In On Photography, Susan Sontag argued that Arbus’s “gaze” is “based on distance, on privilege, on feeling that what the viewer is asked to look at is really other.”
This could be the case. It could also be argued, though, that Arbus doesn’t necessarily see her subjects as “freaks,” she just knows the audience does. Today nobody with politically correct or even polite intentions would refer to any of her subjects as “freaks,” but they readily did so then. Maybe that’s the point, really, that “freak” is just another fluid social construction, not an inherent or true quality of any human being. It was a different time. Maybe it was empowering for her marginalized subjects to be featured, or simply to be visible.

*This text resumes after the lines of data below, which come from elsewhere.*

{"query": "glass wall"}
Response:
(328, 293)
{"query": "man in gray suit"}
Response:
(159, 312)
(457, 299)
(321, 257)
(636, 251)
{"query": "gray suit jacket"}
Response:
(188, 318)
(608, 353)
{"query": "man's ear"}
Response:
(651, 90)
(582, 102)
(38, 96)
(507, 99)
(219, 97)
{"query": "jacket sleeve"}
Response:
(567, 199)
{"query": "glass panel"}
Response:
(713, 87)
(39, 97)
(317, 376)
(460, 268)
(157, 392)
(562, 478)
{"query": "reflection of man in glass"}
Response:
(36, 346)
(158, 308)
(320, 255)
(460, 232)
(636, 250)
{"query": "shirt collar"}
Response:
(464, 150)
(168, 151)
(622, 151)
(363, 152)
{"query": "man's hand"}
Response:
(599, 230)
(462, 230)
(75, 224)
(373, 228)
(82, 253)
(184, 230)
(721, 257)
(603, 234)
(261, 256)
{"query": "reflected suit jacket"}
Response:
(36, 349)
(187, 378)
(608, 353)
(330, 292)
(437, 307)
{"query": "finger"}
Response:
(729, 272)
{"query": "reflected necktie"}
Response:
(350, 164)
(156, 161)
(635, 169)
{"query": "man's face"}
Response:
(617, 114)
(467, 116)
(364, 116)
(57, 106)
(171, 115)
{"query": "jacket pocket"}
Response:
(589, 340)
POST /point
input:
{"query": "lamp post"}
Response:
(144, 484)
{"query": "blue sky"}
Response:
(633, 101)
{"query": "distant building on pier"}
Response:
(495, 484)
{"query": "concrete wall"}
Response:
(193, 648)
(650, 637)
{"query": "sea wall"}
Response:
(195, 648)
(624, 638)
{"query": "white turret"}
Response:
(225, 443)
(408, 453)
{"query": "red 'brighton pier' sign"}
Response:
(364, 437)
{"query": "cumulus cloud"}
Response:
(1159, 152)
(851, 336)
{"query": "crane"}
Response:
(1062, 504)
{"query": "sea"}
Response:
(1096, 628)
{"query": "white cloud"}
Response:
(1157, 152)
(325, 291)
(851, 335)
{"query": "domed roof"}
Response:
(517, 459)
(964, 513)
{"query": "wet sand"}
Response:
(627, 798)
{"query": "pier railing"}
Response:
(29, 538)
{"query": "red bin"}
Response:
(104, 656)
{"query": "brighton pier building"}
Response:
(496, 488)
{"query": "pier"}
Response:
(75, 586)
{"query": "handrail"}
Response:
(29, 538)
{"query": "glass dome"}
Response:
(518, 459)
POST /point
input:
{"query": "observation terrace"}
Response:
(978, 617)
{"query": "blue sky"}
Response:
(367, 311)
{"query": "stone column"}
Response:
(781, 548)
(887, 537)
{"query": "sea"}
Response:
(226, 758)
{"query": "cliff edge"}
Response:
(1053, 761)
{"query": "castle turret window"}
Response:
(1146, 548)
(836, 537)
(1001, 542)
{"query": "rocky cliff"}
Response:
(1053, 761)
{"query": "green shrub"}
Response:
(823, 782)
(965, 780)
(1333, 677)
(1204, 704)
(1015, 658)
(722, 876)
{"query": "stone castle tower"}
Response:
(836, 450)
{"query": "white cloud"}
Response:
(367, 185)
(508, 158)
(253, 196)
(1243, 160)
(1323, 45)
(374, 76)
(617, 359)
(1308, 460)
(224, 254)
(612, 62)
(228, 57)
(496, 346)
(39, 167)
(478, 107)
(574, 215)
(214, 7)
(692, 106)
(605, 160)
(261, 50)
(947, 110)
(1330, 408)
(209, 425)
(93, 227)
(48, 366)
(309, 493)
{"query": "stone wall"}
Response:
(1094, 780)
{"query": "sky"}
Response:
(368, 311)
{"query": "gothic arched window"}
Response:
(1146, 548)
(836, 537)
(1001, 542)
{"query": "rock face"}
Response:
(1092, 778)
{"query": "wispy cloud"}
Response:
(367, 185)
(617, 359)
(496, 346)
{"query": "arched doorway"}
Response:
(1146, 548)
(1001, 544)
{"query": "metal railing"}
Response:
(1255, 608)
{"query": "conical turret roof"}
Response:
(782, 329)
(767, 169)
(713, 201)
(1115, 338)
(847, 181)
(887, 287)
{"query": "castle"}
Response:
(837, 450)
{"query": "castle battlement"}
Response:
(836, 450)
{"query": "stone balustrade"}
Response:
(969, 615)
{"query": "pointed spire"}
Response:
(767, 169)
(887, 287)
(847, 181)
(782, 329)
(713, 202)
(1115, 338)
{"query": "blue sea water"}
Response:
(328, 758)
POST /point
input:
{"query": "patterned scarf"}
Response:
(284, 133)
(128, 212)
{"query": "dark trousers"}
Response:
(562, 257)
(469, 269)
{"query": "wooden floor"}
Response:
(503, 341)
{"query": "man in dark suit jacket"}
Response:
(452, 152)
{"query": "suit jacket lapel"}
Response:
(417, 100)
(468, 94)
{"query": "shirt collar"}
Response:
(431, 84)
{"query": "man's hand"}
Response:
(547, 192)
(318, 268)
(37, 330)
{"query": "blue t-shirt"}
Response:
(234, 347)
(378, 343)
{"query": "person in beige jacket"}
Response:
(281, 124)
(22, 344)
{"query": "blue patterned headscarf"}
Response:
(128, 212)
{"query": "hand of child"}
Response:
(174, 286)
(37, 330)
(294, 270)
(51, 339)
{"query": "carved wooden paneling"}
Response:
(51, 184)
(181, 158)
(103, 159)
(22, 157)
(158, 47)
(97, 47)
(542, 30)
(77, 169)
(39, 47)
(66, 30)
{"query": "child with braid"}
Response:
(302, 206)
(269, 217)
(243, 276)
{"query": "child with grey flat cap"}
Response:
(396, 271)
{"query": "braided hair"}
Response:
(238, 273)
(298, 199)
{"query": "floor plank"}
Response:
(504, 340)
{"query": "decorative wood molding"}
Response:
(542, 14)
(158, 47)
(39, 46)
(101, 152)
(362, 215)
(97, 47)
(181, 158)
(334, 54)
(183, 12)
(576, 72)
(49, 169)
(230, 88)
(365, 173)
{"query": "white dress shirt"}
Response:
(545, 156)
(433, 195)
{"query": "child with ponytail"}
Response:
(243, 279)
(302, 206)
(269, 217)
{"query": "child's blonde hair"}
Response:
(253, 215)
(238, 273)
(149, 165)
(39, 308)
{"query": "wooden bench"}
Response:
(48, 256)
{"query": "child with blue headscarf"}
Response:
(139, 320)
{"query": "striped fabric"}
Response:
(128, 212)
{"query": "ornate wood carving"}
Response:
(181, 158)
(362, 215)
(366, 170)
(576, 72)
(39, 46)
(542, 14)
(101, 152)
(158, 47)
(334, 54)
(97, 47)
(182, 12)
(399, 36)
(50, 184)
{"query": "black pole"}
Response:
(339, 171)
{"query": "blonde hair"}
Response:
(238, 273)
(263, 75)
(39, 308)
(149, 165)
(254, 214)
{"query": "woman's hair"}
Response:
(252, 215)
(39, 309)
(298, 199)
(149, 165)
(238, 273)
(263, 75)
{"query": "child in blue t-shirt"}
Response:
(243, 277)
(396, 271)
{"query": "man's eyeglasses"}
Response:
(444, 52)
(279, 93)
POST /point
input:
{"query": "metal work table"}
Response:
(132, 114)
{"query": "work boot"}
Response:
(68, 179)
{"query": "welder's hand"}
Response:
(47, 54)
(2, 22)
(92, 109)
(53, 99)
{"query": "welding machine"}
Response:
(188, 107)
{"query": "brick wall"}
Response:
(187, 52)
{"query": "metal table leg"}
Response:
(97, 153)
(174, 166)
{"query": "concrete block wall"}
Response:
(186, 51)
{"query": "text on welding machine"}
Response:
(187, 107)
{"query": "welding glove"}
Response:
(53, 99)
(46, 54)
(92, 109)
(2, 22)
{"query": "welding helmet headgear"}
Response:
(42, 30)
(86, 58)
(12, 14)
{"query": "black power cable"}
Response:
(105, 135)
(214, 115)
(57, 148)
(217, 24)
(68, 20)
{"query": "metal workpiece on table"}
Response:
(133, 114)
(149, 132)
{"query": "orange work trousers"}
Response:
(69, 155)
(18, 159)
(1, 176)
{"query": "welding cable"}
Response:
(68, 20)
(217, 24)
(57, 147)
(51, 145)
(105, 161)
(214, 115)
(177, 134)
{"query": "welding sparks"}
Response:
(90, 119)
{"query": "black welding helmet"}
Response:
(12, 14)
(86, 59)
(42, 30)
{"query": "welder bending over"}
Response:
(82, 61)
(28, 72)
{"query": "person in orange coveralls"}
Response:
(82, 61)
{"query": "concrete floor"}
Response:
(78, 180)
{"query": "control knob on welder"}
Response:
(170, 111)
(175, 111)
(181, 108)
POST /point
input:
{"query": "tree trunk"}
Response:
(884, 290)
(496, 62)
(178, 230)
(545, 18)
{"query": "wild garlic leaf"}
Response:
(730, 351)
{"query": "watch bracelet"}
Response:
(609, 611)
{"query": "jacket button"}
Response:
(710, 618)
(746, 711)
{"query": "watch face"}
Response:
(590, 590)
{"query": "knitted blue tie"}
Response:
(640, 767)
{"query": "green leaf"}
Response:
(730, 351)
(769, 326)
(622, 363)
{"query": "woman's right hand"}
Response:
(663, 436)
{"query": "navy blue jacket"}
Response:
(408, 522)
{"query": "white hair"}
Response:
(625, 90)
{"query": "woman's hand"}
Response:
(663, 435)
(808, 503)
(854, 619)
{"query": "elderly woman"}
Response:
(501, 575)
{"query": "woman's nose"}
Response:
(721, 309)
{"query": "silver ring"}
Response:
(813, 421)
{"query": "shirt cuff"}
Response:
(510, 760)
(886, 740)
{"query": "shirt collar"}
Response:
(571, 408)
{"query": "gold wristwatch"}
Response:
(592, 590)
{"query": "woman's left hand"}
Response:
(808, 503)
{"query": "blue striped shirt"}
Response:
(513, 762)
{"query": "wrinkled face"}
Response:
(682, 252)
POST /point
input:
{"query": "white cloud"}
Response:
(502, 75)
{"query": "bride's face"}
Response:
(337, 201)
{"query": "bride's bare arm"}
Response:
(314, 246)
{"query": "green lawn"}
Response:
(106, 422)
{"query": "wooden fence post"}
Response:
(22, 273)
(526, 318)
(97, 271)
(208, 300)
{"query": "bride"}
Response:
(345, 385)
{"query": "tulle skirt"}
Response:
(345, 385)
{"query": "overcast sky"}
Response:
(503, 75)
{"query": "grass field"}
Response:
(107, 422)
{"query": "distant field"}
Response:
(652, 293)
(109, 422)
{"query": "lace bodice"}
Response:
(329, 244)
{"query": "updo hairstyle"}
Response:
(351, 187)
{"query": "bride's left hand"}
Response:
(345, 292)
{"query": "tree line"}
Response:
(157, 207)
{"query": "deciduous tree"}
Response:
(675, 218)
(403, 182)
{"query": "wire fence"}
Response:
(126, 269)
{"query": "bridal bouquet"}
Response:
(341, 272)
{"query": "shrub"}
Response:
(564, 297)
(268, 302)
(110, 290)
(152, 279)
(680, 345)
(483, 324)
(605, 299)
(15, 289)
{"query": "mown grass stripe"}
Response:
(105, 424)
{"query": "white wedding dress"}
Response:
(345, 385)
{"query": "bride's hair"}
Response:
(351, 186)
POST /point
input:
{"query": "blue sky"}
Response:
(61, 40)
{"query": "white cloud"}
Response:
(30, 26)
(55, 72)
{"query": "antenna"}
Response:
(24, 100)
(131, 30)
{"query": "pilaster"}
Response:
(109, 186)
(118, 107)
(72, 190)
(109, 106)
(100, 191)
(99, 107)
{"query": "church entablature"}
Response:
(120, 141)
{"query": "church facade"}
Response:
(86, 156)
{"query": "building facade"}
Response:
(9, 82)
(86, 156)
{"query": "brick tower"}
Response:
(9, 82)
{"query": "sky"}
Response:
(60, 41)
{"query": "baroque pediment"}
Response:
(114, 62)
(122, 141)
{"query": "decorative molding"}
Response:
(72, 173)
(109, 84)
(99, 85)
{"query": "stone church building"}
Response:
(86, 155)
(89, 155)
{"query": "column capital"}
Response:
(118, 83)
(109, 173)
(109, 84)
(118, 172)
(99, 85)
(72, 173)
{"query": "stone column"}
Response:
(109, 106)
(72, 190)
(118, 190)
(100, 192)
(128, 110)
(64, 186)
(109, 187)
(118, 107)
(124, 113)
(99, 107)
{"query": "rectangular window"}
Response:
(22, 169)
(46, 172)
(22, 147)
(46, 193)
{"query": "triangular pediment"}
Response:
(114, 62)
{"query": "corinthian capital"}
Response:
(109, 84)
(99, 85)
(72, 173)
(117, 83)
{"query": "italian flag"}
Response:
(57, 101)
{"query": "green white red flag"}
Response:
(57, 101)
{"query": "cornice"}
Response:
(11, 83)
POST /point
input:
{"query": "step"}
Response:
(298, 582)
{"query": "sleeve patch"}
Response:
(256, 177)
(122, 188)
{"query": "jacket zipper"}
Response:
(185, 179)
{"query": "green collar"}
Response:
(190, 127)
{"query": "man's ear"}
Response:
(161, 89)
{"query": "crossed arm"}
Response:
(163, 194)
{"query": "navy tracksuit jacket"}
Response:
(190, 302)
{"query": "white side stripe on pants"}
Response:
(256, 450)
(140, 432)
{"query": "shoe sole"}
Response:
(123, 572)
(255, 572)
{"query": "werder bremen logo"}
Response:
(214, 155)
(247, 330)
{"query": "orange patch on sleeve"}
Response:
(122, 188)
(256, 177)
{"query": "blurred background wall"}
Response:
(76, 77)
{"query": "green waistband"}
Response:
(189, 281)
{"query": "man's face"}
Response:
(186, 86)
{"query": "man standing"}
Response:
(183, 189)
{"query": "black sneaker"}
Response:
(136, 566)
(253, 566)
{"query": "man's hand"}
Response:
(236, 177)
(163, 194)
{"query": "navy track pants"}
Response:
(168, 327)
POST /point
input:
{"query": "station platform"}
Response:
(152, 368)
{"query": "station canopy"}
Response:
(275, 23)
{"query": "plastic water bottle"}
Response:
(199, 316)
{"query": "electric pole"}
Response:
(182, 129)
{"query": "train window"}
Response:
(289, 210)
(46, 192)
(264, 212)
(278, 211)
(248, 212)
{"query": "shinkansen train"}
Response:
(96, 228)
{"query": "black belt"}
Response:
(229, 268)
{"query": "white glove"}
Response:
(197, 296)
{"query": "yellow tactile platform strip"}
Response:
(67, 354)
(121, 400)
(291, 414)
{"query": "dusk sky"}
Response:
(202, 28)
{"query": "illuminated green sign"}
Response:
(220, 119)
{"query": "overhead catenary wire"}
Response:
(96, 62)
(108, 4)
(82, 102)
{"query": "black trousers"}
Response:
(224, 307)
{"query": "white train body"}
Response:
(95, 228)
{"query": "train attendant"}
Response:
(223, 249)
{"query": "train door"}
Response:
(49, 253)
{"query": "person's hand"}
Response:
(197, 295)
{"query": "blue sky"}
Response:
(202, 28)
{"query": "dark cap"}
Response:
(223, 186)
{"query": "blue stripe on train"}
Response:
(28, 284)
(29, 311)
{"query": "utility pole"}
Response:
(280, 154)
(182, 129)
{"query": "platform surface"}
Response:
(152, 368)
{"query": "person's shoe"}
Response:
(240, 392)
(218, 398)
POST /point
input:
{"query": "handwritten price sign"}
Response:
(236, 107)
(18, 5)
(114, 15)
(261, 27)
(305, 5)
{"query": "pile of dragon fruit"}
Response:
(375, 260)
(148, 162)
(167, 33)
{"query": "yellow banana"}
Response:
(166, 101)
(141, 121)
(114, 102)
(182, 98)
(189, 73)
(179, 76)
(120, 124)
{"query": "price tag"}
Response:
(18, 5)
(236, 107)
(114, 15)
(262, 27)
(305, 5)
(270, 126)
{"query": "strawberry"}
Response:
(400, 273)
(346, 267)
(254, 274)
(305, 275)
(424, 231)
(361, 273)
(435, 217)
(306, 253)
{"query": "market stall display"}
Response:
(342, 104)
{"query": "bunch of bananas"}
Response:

Her work makes people look within themselves and acknowledge our discomfort with ourselves and humanity, and the shameful disgust towards things we don’t understand.
Diane Arbus said: “Most people go through life dreading they’ll have a traumatic experience. Freaks were born with their trauma. They’ve already passed their test in life. They’re aristocrats.”
There are some queer aspects to Diane Arbus worth mentioning. Arbus was bisexual by most accounts. According to the biography, Diane occasionally slept with women but “liked men better” and kept her liaisons with women “discreet.” A friend who accompanied her and her “woman friends” to the movies said “he always felt acutely uncomfortable” despite nothing “out of the ordinary” happening: “Diane could create a very pervasive sexual atmosphere around her and she had an especially tender, insinuating way with the women she was attracted to,” he said.
On this, Bosworth adds: “it’s as if she could sense not only the person’s deepest needs and most passionate demands, but seemed to suggest that she was willing to comply with any of them.”
She was especially interested in gender roles. In “The Missing Photographs: An Examination of Diane Arbus’s Images of Transvestites and Homosexuals from 1957 to 1965,” Laureen Trainer writes:
“The poses that Arbus chose to capture were incredibly calculated and posed to challenge the boundaries of culturally-defined gender. The images investigated and questioned the sexual duality inherent in transvestitism and emphasized the extent to which gender is not biological, but rather a phenomenon that could be donned and removed. For example, in one particularly powerful image of the tension and duality of transvestites, “One impersonator’s image is successively fractured in a series of make-up mirrors. Her woman’s hat and make-up appear in one mirror while another reflects her male arm and torso.” In another image, Arbus captures a man with a female wig and make-up tensing his biceps like a weight lifter. In this case, in which there is a man who is dressed like a woman but creating a manly pose, the impersonator is mocking the arbitrariness of culturally-defined gender roles and accoutrement.”
“I really believe there are things nobody would see if I didn’t photograph them,” Diane Arbus said.
¹ “Transvestite,” once used interchangeably (and often incorrectly) with “cross-dresser,” is now considered a derogatory term, and we use it here only to accurately quote Arbus and her critics, as we have no genuine way of knowing her subjects’ actual gender identity in terms of proper terminology at this point.